A data leak by a former ABN Amro Mortgage analyst put the sensitive information of more than 5,000 mortgage customers at risk of being shared, and ultimately compromised by millions on a popular file sharing application.
The former analyst had three spreadsheets full of sensitive customer information on her personal computer, including social security numbers, which unknowingly, were available to be shared along with her other files to millions of users.
After a Dow Jones reporter broke the story, data leak protection company Tiversa Inc. traced the leak back to a computer in Florida using the popular peer-to-peer file sharing software BearShare, and found that the customer data had already been shared with other users on the network.
“There is no question in my mind that … identity thieves have these files, and if they haven’t already, they will be acting on them very soon,” Tiversa Inc. Chief Executive Robert Boback said Friday.
Boback noted that a billion searches are conducted via P2P networks daily, and that many search queries contain bank names and the word “password”.
The problem with many of these P2P networks is that upon setup, the programs typically ask which files a user would like to share, and offer a simple or default option which automatically shares nearly everything on the user’s computer.
Most users breeze through these setup stages without thinking twice, allowing all the data on their computer to be shared with anyone else on the networks .
What’s scary is that highly sensitive information is passed amongst computers on a daily basis in the mortgage industry, and any one of those computers could have a P2P program installed which may be set to share all files, resulting in a serious data leak.
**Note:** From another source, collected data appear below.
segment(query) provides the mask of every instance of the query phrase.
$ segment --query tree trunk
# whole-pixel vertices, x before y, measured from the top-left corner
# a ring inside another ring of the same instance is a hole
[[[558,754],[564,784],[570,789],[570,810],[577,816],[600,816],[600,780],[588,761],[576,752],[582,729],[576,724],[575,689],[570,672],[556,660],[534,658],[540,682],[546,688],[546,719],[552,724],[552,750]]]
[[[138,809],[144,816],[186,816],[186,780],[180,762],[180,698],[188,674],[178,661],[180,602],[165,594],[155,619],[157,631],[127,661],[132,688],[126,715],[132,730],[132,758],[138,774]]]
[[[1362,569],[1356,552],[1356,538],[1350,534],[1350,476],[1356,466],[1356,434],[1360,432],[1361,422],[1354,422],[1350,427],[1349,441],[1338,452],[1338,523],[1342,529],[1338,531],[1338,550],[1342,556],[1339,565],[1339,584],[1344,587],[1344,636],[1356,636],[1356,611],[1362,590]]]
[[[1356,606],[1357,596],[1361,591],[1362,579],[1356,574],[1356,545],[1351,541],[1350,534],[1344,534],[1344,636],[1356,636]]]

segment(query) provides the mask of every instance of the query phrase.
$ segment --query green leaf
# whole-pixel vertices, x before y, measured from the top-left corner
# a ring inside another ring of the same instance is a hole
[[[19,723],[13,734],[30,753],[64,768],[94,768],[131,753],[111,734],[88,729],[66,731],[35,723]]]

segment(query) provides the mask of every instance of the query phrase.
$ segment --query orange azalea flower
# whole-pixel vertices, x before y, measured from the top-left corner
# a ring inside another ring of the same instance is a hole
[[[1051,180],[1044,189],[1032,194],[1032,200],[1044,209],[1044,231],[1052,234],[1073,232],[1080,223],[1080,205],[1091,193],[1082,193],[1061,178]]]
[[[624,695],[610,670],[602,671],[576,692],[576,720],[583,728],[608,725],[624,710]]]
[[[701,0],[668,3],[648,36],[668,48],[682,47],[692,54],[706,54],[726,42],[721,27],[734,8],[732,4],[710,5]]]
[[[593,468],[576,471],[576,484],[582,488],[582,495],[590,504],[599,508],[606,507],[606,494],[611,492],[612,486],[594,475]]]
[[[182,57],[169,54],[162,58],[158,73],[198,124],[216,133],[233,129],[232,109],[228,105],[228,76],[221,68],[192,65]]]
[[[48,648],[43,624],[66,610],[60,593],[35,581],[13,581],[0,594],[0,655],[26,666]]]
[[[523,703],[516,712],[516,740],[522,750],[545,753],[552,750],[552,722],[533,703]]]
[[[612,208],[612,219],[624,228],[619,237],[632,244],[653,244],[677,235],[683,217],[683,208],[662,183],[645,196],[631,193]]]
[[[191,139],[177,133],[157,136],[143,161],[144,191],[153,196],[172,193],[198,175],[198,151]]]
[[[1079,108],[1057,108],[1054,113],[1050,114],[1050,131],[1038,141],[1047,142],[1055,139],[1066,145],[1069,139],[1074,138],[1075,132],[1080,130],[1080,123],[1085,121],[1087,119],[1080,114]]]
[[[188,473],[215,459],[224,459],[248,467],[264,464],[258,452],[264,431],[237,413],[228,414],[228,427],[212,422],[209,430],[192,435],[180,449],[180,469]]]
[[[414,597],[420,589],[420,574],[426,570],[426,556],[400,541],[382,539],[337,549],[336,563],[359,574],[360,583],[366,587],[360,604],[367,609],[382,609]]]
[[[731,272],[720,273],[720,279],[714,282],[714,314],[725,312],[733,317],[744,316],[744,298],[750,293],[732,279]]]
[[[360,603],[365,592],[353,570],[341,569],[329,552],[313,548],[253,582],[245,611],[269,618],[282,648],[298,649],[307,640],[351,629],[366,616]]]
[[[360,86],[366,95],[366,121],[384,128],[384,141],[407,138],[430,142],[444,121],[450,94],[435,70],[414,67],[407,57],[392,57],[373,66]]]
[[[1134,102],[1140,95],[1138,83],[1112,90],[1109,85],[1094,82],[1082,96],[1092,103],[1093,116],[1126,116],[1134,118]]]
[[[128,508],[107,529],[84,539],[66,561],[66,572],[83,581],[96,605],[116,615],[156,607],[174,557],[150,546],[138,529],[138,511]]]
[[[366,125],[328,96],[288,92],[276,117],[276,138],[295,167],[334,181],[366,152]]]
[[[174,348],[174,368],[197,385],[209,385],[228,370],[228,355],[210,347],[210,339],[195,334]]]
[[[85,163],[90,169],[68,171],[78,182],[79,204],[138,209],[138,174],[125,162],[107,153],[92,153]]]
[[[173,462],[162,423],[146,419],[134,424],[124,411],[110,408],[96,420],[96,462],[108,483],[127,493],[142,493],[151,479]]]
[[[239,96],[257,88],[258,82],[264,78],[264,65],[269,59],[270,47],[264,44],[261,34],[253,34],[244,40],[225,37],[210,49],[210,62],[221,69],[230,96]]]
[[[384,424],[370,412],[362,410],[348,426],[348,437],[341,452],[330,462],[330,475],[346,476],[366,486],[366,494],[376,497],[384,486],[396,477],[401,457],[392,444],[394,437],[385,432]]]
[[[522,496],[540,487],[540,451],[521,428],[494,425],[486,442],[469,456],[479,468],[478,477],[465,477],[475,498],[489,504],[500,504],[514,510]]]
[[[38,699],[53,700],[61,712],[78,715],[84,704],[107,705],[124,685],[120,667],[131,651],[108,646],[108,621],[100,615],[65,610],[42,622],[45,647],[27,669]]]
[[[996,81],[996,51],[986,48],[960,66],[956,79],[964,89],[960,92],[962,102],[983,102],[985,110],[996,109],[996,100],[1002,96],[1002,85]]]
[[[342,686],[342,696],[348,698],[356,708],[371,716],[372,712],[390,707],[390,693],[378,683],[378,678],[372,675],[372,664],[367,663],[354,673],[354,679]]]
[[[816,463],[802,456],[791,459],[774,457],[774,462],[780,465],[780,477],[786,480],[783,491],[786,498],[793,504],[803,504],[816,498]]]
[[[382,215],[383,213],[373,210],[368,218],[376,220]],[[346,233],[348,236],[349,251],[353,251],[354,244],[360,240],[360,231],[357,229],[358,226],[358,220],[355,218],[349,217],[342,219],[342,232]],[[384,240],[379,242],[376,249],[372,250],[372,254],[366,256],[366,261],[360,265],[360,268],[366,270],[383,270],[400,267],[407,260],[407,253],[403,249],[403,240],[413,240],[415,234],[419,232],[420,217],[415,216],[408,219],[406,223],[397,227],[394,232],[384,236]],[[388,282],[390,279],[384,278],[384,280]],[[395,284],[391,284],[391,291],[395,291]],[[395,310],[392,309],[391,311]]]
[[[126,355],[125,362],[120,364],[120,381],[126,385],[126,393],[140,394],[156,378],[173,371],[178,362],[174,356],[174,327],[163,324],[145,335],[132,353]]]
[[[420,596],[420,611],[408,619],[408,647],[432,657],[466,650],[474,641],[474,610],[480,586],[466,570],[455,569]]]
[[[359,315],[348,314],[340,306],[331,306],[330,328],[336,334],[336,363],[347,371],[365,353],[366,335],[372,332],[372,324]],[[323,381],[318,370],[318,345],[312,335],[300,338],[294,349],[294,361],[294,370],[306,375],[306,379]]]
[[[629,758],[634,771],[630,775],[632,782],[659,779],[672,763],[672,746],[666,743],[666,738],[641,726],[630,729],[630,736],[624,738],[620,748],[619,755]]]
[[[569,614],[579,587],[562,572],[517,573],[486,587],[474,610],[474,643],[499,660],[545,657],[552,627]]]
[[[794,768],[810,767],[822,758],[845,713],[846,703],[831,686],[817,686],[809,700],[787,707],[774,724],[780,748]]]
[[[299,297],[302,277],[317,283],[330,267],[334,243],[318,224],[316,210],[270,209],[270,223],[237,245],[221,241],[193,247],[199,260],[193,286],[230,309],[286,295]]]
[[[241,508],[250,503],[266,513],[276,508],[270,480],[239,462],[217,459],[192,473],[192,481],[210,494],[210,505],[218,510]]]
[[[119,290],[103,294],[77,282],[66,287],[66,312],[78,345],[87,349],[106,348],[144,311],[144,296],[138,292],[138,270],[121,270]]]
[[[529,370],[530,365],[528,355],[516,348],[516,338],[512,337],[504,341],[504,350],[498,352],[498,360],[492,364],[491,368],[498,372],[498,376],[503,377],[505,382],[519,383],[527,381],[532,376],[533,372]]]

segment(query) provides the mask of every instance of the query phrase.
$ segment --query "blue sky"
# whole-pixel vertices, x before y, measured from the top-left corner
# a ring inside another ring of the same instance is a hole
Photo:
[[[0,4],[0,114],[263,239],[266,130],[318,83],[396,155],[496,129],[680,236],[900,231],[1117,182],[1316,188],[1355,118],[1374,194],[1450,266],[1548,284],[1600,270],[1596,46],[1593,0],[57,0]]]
Unfortunately, the problem has become so widespread now that criminals actually troll the networks for the sole purpose of coming across sensitive data that can used to commit identity theft.
Michael Hanretta, a spokesman for ABN parent company Citigroup Inc., said the company was investigating the matter.
“Citi’s information-security standards require that confidential information be stored on Citi-managed devices,” he said in a statement.
“Protecting customer information remains a priority at Citi and we remain fully committed to physical, electronic and procedural safeguards to protect personal information.”
The security breach signals the possibility that numerous, similar data leaks may have occurred, and will continue to take place if users aren‘t more careful.
If anything, the news should be a big heads-up to mortgage industry employees to pay close attention to customer security, including independent contractors such as mortgage brokers and loan officers who often share sensitive data on their personal computers.